Image: Whole Foods Market.

The organic and natural foods movement has made big strides over time, and until recently, Whole Foods Market (WFM) had arguably been the biggest beneficiary of the grocery industry's transformation. Now, though, Whole Foods faces competition from companies like Kroger (KR -2.28%) and Trader Joe's, and coming into Wednesday's fiscal first-quarter financial report, Whole Foods investors aren't sure whether the company will be able to reverse its earnings slump over the past several quarters. Let's take a closer look at what's been happening with Whole Foods since their last report and whether it's reasonable to expect the company to bounce back in 2016.

Stats on Whole Foods Market

Analyst EPS Estimate

$0.40

Change From Year-Ago EPS

(13%)

Revenue Estimate

$4.81 billion

Change From Year-Ago Revenue

3%

Earnings Beats in Past 4 Quarters

1

Source: Yahoo! Finance.

Whole Foods looks for some earnings success
In recent months, investors have further reduced their views on Whole Foods earnings, cutting their fiscal first-quarter projections by a penny per share and slicing a nickel off their full-year fiscal 2016 projections. The stock has made no progress toward a recovery, falling another 1% since late October.

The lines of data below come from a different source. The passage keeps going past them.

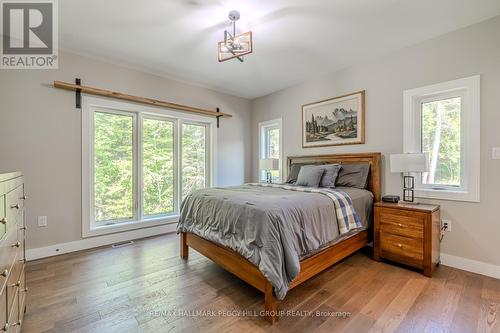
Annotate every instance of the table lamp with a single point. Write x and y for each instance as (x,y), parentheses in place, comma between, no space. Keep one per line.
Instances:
(406,164)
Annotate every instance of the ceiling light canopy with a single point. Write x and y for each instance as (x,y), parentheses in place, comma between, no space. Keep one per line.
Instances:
(234,46)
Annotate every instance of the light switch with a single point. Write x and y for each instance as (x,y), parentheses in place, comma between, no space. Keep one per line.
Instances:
(495,153)
(42,221)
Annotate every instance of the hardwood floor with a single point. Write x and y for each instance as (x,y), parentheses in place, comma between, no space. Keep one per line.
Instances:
(132,289)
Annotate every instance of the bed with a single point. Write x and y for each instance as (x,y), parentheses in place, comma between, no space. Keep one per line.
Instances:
(274,230)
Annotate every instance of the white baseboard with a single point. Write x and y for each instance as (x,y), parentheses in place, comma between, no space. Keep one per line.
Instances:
(470,265)
(92,242)
(465,264)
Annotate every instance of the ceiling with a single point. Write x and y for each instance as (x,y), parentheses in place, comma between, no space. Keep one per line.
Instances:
(294,40)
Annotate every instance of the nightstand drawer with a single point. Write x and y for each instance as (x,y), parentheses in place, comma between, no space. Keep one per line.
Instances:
(409,248)
(402,228)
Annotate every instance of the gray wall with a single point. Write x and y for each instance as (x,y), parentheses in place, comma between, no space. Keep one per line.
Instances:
(40,135)
(466,52)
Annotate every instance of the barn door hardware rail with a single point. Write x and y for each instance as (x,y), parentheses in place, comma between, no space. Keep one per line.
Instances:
(79,89)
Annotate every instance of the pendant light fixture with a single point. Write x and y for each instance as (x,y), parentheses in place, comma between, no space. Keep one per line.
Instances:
(233,45)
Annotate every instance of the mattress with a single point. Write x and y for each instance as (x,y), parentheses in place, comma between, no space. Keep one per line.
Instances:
(274,228)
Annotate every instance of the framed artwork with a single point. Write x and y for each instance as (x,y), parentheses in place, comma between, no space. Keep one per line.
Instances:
(335,121)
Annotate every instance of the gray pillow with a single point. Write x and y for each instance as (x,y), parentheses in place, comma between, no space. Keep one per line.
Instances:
(330,175)
(310,175)
(353,175)
(294,173)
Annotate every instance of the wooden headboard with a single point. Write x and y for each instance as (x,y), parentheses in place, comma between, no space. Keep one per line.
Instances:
(374,181)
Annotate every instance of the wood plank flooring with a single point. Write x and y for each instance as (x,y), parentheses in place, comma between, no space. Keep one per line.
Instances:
(137,289)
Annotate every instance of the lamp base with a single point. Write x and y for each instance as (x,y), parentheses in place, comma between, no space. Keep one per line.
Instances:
(408,203)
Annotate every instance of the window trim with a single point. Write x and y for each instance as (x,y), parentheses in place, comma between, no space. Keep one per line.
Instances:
(469,89)
(91,104)
(278,122)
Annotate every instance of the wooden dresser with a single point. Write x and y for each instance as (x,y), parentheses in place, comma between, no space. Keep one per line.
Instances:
(407,234)
(12,252)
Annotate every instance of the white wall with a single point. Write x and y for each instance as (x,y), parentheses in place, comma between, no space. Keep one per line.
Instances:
(40,135)
(470,51)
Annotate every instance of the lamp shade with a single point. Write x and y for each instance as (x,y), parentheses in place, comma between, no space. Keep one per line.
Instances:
(409,162)
(269,164)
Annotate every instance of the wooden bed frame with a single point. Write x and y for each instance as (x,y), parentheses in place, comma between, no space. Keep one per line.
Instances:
(309,267)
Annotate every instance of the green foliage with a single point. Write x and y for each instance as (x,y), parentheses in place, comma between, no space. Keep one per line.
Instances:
(113,166)
(158,166)
(445,113)
(193,158)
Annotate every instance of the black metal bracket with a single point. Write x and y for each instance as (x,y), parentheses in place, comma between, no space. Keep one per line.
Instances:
(78,94)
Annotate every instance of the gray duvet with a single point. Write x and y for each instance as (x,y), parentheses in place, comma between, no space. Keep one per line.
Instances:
(273,228)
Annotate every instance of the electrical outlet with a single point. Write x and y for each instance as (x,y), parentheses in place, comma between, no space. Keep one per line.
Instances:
(42,221)
(495,153)
(446,225)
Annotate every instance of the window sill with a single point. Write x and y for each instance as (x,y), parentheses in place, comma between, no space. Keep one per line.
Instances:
(447,195)
(126,226)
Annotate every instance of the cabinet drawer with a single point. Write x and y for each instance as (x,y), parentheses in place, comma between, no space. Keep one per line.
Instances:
(22,295)
(14,315)
(409,250)
(13,284)
(7,256)
(402,228)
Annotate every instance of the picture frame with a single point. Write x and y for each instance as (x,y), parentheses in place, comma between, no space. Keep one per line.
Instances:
(334,121)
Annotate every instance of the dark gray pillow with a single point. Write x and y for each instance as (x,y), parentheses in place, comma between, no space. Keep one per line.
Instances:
(353,175)
(330,175)
(294,173)
(310,175)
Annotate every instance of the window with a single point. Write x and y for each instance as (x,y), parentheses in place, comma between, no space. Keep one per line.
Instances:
(271,147)
(442,121)
(139,163)
(194,157)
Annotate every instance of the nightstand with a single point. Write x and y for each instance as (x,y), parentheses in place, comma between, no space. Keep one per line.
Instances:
(407,234)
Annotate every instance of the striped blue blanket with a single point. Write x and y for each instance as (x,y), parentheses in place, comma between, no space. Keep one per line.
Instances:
(347,218)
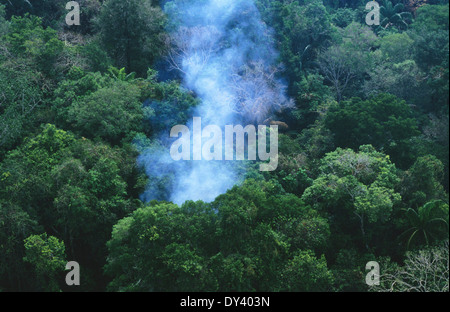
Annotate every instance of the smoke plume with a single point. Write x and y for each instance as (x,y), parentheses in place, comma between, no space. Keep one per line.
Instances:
(225,54)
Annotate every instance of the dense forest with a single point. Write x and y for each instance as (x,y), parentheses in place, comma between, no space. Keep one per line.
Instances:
(363,162)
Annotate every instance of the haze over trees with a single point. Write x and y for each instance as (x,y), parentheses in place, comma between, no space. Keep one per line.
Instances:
(363,158)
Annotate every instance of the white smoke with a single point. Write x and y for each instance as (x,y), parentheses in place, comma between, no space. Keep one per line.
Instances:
(225,54)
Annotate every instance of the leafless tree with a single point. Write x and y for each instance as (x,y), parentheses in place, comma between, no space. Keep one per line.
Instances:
(424,271)
(257,92)
(192,46)
(336,66)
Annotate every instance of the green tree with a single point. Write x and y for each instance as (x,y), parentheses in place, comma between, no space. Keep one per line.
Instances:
(109,113)
(426,224)
(384,121)
(355,188)
(306,273)
(132,31)
(394,15)
(47,255)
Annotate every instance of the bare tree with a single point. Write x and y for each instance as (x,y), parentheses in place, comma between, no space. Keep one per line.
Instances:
(424,271)
(257,92)
(337,67)
(192,47)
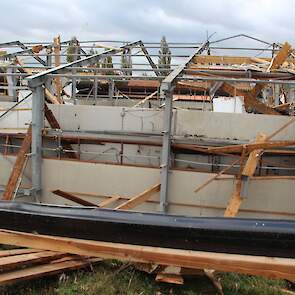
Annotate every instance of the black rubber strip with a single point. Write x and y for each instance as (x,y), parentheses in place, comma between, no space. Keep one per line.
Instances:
(267,237)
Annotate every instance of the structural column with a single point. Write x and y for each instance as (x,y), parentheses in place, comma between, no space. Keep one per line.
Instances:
(166,148)
(37,127)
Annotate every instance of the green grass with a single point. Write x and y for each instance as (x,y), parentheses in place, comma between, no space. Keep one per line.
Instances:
(114,278)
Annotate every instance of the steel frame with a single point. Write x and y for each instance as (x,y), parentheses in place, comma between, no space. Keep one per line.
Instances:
(70,70)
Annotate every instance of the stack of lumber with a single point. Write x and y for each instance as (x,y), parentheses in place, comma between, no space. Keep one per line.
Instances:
(24,264)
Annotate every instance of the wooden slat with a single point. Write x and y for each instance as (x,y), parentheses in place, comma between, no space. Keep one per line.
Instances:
(276,63)
(254,265)
(216,176)
(44,270)
(249,99)
(145,99)
(108,201)
(55,125)
(10,262)
(56,50)
(13,252)
(18,166)
(281,57)
(169,278)
(140,198)
(73,198)
(254,157)
(235,201)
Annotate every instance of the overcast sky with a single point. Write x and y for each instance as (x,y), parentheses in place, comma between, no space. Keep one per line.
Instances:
(179,20)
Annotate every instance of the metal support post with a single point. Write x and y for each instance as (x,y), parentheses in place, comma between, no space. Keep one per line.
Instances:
(37,126)
(95,91)
(165,158)
(111,89)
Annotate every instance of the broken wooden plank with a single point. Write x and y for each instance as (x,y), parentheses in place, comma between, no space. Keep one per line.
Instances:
(254,157)
(73,198)
(276,63)
(145,99)
(247,171)
(140,198)
(44,270)
(216,176)
(13,252)
(57,80)
(18,167)
(254,265)
(281,57)
(10,262)
(250,99)
(55,125)
(108,201)
(169,278)
(235,200)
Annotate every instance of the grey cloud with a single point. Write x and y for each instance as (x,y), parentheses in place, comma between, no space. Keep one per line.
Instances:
(179,20)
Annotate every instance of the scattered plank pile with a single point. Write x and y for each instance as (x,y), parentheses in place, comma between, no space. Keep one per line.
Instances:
(24,264)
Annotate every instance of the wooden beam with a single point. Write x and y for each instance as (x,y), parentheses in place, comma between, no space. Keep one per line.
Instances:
(4,253)
(250,99)
(10,262)
(216,176)
(169,278)
(73,198)
(255,265)
(18,167)
(55,125)
(56,50)
(140,198)
(145,99)
(275,64)
(281,57)
(105,203)
(44,270)
(235,201)
(254,157)
(247,171)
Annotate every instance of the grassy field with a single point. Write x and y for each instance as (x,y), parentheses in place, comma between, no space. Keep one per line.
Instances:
(113,278)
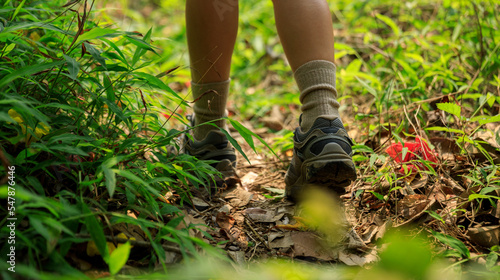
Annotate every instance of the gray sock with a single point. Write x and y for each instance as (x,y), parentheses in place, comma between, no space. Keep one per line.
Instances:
(318,93)
(210,104)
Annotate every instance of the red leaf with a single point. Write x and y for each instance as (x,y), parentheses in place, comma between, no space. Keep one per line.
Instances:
(416,151)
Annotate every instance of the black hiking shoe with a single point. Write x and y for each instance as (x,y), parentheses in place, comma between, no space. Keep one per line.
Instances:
(322,157)
(214,146)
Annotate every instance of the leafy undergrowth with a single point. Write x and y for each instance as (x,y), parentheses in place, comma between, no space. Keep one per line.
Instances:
(88,112)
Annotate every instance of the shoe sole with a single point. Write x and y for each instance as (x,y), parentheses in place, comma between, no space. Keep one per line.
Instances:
(332,169)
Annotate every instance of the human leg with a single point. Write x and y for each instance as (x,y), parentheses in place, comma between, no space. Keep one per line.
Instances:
(322,148)
(211,27)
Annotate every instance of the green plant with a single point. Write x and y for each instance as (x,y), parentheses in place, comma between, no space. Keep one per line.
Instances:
(82,124)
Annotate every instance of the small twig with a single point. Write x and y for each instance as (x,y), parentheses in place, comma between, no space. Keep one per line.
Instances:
(257,234)
(142,244)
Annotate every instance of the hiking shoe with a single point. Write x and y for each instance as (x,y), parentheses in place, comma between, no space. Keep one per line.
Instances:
(214,146)
(322,156)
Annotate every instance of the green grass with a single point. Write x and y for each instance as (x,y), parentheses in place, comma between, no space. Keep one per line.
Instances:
(84,96)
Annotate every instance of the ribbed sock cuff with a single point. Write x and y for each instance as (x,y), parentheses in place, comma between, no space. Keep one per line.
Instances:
(209,104)
(318,94)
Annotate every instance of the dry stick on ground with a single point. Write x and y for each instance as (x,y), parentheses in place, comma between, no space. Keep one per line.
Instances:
(257,234)
(142,244)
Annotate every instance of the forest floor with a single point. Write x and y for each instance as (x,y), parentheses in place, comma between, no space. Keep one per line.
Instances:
(252,219)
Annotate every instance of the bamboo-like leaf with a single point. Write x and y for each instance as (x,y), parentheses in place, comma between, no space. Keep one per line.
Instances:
(119,258)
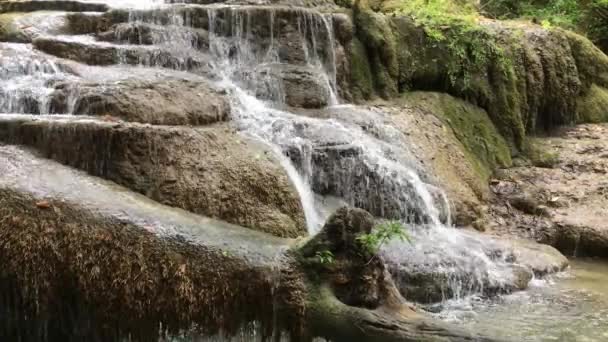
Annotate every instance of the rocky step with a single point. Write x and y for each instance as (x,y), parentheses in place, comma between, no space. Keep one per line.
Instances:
(130,266)
(298,33)
(93,53)
(138,33)
(134,262)
(446,263)
(158,102)
(211,171)
(41,5)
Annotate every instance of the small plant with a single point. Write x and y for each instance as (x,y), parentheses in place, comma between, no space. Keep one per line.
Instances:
(381,234)
(325,257)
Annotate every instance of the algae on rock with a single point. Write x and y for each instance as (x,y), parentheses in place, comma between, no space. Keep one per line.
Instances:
(485,148)
(527,78)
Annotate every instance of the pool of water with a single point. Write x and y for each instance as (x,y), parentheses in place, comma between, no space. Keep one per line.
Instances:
(572,306)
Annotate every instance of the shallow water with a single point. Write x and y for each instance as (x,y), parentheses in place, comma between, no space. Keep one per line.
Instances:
(572,306)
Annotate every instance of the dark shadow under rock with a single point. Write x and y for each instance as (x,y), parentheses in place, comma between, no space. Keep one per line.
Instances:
(161,102)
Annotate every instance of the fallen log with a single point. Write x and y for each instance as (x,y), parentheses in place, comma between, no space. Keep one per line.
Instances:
(100,263)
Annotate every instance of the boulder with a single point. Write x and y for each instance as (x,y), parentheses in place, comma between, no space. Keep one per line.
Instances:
(93,53)
(158,102)
(147,34)
(293,85)
(211,171)
(444,263)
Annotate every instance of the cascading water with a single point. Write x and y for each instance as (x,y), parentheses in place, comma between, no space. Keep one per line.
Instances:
(25,79)
(270,59)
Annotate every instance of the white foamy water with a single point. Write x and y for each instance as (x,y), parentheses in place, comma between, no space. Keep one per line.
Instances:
(355,156)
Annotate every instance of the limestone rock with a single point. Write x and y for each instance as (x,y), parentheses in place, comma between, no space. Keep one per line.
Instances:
(299,86)
(210,171)
(159,102)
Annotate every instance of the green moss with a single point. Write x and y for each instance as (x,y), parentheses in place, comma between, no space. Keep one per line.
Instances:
(375,33)
(538,155)
(593,108)
(527,78)
(362,82)
(485,148)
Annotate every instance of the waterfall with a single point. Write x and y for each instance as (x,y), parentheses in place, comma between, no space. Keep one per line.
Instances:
(270,60)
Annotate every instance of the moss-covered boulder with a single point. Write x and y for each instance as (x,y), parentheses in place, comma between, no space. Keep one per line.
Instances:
(527,78)
(161,102)
(593,107)
(485,148)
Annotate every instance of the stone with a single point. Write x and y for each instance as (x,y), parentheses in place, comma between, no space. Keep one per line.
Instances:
(103,54)
(158,102)
(211,171)
(299,86)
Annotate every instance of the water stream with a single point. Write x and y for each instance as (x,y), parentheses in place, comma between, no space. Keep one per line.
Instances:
(572,306)
(335,155)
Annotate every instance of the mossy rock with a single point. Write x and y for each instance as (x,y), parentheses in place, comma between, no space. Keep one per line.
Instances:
(527,78)
(374,31)
(484,146)
(361,79)
(539,156)
(593,108)
(8,30)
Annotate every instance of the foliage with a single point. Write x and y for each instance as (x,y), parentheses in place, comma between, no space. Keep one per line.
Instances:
(325,257)
(381,234)
(456,25)
(568,14)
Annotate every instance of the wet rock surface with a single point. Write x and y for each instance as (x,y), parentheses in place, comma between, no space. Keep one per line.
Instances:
(104,54)
(300,86)
(565,205)
(168,102)
(210,171)
(458,263)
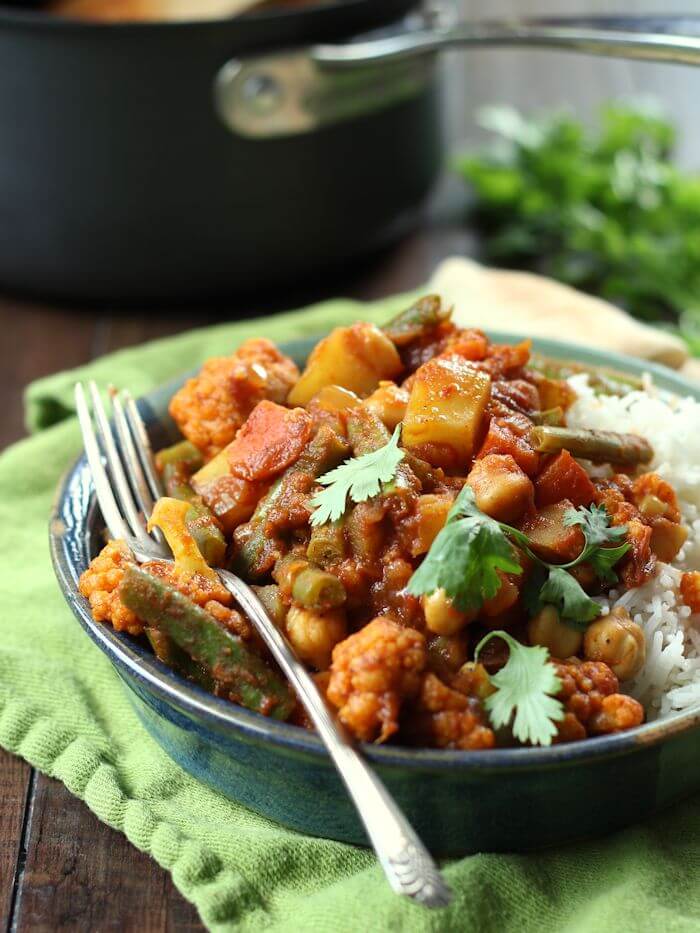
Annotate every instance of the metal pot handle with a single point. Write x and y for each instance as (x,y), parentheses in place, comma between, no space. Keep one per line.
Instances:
(293,92)
(662,39)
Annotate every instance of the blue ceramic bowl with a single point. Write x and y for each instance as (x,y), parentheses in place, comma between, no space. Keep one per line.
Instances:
(460,802)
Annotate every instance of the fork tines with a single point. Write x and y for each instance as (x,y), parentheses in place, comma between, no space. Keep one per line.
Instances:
(121,463)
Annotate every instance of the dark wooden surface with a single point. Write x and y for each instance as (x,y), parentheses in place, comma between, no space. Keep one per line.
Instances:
(60,868)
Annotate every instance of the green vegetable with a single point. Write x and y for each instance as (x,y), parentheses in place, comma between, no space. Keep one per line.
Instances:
(316,589)
(327,543)
(417,321)
(598,446)
(224,656)
(467,552)
(525,692)
(603,210)
(359,478)
(271,598)
(465,555)
(177,464)
(324,451)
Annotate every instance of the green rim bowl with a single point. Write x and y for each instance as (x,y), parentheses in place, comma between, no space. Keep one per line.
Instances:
(459,802)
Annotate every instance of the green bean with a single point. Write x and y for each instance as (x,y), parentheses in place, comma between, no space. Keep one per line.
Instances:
(317,589)
(422,317)
(602,379)
(325,451)
(366,431)
(271,598)
(327,543)
(177,463)
(550,416)
(208,537)
(247,678)
(599,446)
(168,652)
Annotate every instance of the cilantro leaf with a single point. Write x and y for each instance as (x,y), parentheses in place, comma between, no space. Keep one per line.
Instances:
(565,593)
(603,560)
(597,531)
(595,523)
(525,688)
(360,478)
(465,557)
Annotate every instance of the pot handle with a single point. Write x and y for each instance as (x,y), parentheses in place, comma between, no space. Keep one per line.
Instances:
(673,39)
(299,91)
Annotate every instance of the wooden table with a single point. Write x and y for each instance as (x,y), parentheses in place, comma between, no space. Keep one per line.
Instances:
(60,868)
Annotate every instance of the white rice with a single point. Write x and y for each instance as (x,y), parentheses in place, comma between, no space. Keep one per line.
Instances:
(670,679)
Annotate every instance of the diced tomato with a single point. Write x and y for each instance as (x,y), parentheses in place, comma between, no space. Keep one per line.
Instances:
(690,590)
(563,478)
(271,439)
(501,439)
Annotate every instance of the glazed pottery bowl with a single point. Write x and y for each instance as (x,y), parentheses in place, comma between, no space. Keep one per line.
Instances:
(459,802)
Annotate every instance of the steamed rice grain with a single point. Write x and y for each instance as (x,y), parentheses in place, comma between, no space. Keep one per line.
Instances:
(670,679)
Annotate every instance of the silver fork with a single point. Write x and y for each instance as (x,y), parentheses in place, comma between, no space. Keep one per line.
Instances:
(127,485)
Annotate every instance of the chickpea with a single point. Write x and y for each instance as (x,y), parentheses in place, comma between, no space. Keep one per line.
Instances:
(547,629)
(617,641)
(314,635)
(441,616)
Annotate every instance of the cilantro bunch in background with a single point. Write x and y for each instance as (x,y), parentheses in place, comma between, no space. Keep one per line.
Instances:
(604,210)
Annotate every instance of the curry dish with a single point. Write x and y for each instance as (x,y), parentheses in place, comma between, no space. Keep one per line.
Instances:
(417,517)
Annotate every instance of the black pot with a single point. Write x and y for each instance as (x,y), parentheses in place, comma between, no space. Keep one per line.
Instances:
(121,177)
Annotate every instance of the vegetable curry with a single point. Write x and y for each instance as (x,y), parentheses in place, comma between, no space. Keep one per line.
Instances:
(418,519)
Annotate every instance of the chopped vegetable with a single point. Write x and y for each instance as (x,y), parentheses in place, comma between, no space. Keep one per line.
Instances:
(525,692)
(465,557)
(224,655)
(355,358)
(170,516)
(358,479)
(598,446)
(424,316)
(603,210)
(324,451)
(272,438)
(445,411)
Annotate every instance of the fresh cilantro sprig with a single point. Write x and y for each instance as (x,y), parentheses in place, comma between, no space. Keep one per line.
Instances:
(465,556)
(525,692)
(468,551)
(359,478)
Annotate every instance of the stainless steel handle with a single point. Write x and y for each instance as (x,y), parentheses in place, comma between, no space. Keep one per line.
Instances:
(620,37)
(407,864)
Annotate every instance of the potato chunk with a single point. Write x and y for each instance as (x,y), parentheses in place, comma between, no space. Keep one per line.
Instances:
(355,358)
(501,489)
(445,411)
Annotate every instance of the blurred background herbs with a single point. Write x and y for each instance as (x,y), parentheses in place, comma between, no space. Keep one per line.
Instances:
(603,209)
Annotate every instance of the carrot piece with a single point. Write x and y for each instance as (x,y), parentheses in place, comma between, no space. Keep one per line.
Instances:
(563,478)
(272,438)
(501,439)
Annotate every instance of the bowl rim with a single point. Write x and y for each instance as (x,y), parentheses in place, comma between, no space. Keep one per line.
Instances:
(137,663)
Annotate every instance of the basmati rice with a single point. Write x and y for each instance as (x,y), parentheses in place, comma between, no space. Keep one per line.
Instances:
(670,678)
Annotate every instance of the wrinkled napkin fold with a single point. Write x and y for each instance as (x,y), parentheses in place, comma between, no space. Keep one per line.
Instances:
(63,708)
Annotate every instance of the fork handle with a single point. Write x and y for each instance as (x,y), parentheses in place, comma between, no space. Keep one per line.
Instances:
(407,864)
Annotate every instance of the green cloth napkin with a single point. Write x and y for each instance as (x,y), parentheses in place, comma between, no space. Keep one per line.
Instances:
(63,709)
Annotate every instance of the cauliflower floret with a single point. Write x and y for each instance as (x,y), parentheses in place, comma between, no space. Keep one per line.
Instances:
(446,718)
(592,705)
(212,406)
(100,585)
(372,672)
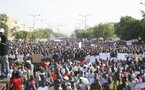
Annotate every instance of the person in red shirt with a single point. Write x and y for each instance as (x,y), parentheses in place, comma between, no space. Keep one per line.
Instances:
(16,81)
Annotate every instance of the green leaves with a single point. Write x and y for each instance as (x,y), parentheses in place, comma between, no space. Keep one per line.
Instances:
(129,28)
(3,20)
(102,30)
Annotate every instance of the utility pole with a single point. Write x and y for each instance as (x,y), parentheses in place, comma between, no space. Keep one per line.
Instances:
(34,17)
(85,20)
(143,12)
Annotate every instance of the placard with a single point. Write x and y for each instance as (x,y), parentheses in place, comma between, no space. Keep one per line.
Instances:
(122,56)
(104,56)
(36,58)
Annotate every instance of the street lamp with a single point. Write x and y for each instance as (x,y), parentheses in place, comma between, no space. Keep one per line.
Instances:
(34,17)
(85,19)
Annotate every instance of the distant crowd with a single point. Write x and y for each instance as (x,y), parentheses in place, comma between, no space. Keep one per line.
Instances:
(76,65)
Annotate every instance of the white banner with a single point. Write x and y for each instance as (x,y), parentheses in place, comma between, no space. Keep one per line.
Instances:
(122,56)
(104,56)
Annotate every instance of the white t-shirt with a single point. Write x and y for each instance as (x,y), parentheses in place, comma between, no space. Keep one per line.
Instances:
(43,88)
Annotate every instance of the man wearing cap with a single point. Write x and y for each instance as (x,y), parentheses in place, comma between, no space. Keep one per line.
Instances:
(3,54)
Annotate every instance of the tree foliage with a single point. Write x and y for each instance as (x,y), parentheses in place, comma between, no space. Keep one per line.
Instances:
(129,28)
(102,30)
(3,21)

Whole Foods' fiscal fourth-quarter results in November showed just how big a hole the natural-foods specialist has dug itself into lately. Revenue rose 6%, but all of that came from store-count expansion, and Whole Foods saw its comparable-store sales fall 0.2% from the year-ago quarter. Gross margins remained under pressure, and falling traffic figures overcame a small increase in the average amount that customers spent per transaction. That compared extremely unfavorably to Kroger's 5.4% growth in comps, as the traditional grocer tapped into Whole Foods' home market by adding more organics and natural foods to Kroger shelves. Even worse, Whole Foods said it expected a 2% drop in comps for the fiscal first quarter and projected a potential rebound only to a 3% gain by the end of the fiscal year.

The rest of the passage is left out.